Castlevania: Circle of the Moon was one of the first GameBoy Advance games and it remains one of the best. After being cut off from Master Baldwin though the trickery of that darn Dracula, young Nathan Graves is left alone in the D-man’s castle with nothing but the legendary Vampire Killer whip, a few acrobatic tricks and nerves of steel. That’s basically the whole story; there are a few ho-hum conversations between Nathan and Master Baldwin’s son, Hugh, but that’s about it. Also, Hugh gets a cool trench coat and your character doesn’t. Darn you to heck, Konami!
The backgrounds are detailed and interesting, but your character is rather small onscreen and normal enemies suffer the same problem. Bosses, however, are huge and intimidating, taking up an entire screen or more. In the same vein, the sound is phenomenal for a handheld game from the early 2000s. The music uses high quality samples and many tracks are remixes of old Castlevania themes; if you’ve been playing CV titles since the president was kidnapped by ninjas and subsequently saved by two bad dudes, the tunes will make the whip-crackin’ memories come flooding back to you. The sound effects are standard whipping and jumping noises; nothing special, but they get the job done.
Ol’ fangface is in trouble, because the controls are responsive and easy to master. There’s a jump button, an attack button, a magic button and a special attack button. The only problem is that you have to double-tap a direction to run, which quickly leads to a sore thumb.

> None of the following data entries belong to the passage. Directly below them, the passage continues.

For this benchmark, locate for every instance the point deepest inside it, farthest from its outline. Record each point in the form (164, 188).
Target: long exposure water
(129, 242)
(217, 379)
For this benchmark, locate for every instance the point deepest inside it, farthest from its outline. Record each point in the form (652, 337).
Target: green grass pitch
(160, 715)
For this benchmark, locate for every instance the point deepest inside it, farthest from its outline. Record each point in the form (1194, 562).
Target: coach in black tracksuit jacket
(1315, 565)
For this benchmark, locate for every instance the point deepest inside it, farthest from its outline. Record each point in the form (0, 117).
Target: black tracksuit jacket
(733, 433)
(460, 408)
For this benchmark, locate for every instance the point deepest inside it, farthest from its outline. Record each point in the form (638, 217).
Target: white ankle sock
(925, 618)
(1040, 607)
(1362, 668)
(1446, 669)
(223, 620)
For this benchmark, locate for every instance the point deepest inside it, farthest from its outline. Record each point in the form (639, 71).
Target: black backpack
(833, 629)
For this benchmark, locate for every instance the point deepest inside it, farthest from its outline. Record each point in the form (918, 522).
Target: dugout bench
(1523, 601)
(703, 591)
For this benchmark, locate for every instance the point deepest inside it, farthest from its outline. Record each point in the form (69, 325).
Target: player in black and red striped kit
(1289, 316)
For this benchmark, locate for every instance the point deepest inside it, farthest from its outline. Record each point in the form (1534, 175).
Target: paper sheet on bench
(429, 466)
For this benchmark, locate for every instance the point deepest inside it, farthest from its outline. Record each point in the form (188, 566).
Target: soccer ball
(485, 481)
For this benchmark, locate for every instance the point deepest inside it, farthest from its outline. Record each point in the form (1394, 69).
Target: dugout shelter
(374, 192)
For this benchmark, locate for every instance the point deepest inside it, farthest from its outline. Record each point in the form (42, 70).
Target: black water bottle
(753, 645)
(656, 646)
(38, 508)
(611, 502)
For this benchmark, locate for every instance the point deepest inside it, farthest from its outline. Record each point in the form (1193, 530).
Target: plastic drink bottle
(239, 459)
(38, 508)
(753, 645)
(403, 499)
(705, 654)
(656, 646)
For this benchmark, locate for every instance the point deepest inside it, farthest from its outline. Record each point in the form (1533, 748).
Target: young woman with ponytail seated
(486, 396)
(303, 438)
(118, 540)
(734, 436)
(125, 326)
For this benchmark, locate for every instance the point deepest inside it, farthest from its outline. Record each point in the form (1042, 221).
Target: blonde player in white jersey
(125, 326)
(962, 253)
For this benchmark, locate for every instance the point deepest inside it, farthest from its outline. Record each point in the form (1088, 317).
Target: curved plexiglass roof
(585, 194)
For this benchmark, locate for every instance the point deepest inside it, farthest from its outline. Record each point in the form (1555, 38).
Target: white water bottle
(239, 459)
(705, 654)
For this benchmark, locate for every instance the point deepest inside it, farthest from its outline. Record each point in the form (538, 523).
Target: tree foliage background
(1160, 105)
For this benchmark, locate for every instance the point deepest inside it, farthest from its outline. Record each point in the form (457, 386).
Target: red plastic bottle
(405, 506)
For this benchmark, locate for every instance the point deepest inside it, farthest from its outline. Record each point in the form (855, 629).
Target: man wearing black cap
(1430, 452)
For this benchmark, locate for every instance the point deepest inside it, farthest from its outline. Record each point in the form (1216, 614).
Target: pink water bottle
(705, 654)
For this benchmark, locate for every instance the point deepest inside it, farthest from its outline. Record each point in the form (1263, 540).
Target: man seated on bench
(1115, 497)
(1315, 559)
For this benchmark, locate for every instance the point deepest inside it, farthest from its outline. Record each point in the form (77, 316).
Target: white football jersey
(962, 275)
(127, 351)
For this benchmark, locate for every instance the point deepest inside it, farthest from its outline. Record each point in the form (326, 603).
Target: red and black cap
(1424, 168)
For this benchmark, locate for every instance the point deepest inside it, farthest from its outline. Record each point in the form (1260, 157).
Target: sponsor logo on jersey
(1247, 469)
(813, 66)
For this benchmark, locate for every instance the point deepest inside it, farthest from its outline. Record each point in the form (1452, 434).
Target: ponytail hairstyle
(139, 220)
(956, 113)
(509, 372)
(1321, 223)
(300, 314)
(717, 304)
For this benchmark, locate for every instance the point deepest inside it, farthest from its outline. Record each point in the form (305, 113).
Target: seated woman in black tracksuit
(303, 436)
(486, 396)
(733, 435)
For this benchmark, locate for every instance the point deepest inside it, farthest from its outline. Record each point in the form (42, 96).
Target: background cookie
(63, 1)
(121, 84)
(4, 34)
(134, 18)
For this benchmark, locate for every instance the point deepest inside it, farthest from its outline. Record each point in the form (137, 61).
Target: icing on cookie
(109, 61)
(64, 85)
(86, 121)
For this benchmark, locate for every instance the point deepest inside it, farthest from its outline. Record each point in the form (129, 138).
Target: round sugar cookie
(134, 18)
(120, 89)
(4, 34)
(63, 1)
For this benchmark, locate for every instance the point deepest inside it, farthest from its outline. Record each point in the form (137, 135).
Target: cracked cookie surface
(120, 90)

Like many other games in the series, Dracula’s castle is huge, and as the player gains more abilities, you can see more and more of it. Gaining experience points allows your character to gradually grow stronger, and sometimes when you defeat certain enemies, you’ll receive a piece of armor, a special restorative item, or a magic card. Nearly a decade later, however, players are used to forgiving battle systems and in this game, it’s random: Sometimes the outcome of a fight will be determined by a piece of armor you may or may not have grabbed from some ugly skeleton.
Similarly, by combining two magic cards, you can cast a spell. If you’re unlucky, you might not have the cards you need to cast a critical spell. A shop somewhere within the walls of Dracula’s castle would have probably led to a few more people playing this one to completion. Also if the game sprayed vodka from the GBA speaker, but that would have dulled the experience ever so slightly.
Despite its flaws, Castlevania: Circle of the Moon is a great game. If you’ve still got a GBA or compatible DS lying around and you crave some bloody action on a budget, this is the title for you.